Variable Importance Plot
## Warning: package 'gbm' was built under R version 4.5.3
## Loaded gbm 2.2.3
## This version of gbm is no longer under development. Consider transitioning to gbm3, https://github.com/gbm-developers/gbm3
# Hitung Tingkat Kepentingan Fitur dari model juara
var_imp_model <- varImp(final_model, scale = TRUE)
imp_df <- as.data.frame(var_imp_model$importance)
imp_df$Feature <- rownames(imp_df)
# Ekstrak nama kolom metrik
metric_col <- names(imp_df)[1]
# Ambil Top 15 Fitur
imp_top15 <- imp_df %>%
arrange(desc(!!sym(metric_col))) %>%
head(15)
p_varimp <- ggplot(imp_top15, aes(x = reorder(Feature, !!sym(metric_col)), y = !!sym(metric_col))) +
geom_col(fill = "steelblue", color = "black", alpha = 0.8) +
coord_flip() +
theme_minimal() +
labs(title = paste("Top 15 Variable Importance (", true_best_model, ")", sep=""),
subtitle = "Fitur paling berpengaruh terhadap prediksi target",
x = "Fitur (Variabel)",
y = "Tingkat Kepentingan (Importance Score)") +
theme(axis.text.y = element_text(size = 10, face = "bold"))
print(p_varimp)

Alignment dengan Dataset B & Final predict
df_B <- read.csv("dataset_B.csv", stringsAsFactors = TRUE)
df_B_clean <- df_B %>%
# Ubah unknown menjadi NA
mutate(across(where(is.factor), ~na_if(as.character(.), "unknown"))) %>%
# Lakukan transformasi lainnya yang sama persis di Dataset A
mutate(education = ifelse(grepl("basic", as.character(education)), "basic", as.character(education))) %>%
mutate(
previous_contact = ifelse(pdays != 999, 1, 0),
previous_contact = as.factor(previous_contact)
) %>%
select(-pdays) %>%
mutate(year = case_when(
emp.var.rate > 0 ~ 2008,
emp.var.rate <= 0 & emp.var.rate > -2 ~ 2009,
emp.var.rate <= -2 ~ 2010
)) %>%
mutate(year = as.factor(year)) %>%
mutate(across(where(is.character), as.factor)) %>%
select(-duration)
# Alignment Factor Levels antara A dan B (hanya untuk kolom yang ada di kedua dataset)
for(col in names(df_clean)) {
if(is.factor(df_clean[[col]]) && col %in% names(df_B_clean)) {
# Paksa level kategori di B agar sama persis dengan A
df_B_clean[[col]] <- factor(df_B_clean[[col]], levels = levels(df_clean[[col]]))
}
}
# Transformasi Dummy
df_B_transformed <- as.data.frame(predict(dummies, newdata = df_B_clean, na.action = na.pass))
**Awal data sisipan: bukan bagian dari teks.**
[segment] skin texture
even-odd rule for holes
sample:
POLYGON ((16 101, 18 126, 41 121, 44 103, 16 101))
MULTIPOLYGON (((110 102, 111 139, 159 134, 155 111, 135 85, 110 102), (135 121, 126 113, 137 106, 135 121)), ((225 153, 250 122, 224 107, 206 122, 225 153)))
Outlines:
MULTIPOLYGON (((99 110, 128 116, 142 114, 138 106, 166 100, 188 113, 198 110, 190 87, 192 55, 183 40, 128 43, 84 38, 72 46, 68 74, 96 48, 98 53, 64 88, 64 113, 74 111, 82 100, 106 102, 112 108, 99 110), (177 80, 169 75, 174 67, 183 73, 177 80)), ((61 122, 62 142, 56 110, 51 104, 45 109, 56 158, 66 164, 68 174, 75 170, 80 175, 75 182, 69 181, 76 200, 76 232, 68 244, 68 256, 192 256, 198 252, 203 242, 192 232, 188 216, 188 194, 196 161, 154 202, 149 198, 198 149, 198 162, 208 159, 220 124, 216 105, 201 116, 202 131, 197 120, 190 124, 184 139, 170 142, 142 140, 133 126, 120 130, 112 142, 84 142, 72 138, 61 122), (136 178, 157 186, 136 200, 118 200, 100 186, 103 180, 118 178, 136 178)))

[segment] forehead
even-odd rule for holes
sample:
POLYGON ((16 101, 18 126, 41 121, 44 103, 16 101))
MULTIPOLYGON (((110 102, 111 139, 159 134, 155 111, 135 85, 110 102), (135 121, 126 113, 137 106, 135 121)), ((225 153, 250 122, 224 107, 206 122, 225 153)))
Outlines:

# Ganti nilai NA hasil dari 'unknown' di matriks dummy menjadi 0
df_B_transformed[is.na(df_B_transformed)] <- 0
# Hapus kolom NZV jika ada
if(exists("nzv_cols") && length(nzv_cols) > 0) {
df_B_transformed <- df_B_transformed[, -nzv_cols, drop = FALSE]
}
# apus kolom yang memiliki multikolinearitas
if(exists("highlyCorDescr") && length(highlyCorDescr) > 0) {
df_B_transformed <- df_B_transformed[, -highlyCorDescr, drop = FALSE]
}
# PREDIKSI
final_model <- models_list[[true_best_model]]
pred_prob_B <- predict(final_model, newdata = df_B_transformed, type = "prob")[, "yes"]
pred_class_B_custom <- ifelse(pred_prob_B >= true_best_th, "yes", "no")
# Membuat dataframe baru hanya dengan kolom 'id' dan 'y_pred'
df_submission <- data.frame(
id = 1:nrow(df_B),
y_pred = pred_class_B_custom
)
# Simpan Hasil Sesuai Format
write.csv(df_submission, "Hasil_Prediksi_Format_Submission.csv", row.names = FALSE)
cat("\nFile 'Hasil_Prediksi_Format_Submission.csv' berhasil dibuat sesuai format tugas.\n")
##
## File 'Hasil_Prediksi_Format_Submission.csv' berhasil dibuat sesuai format tugas.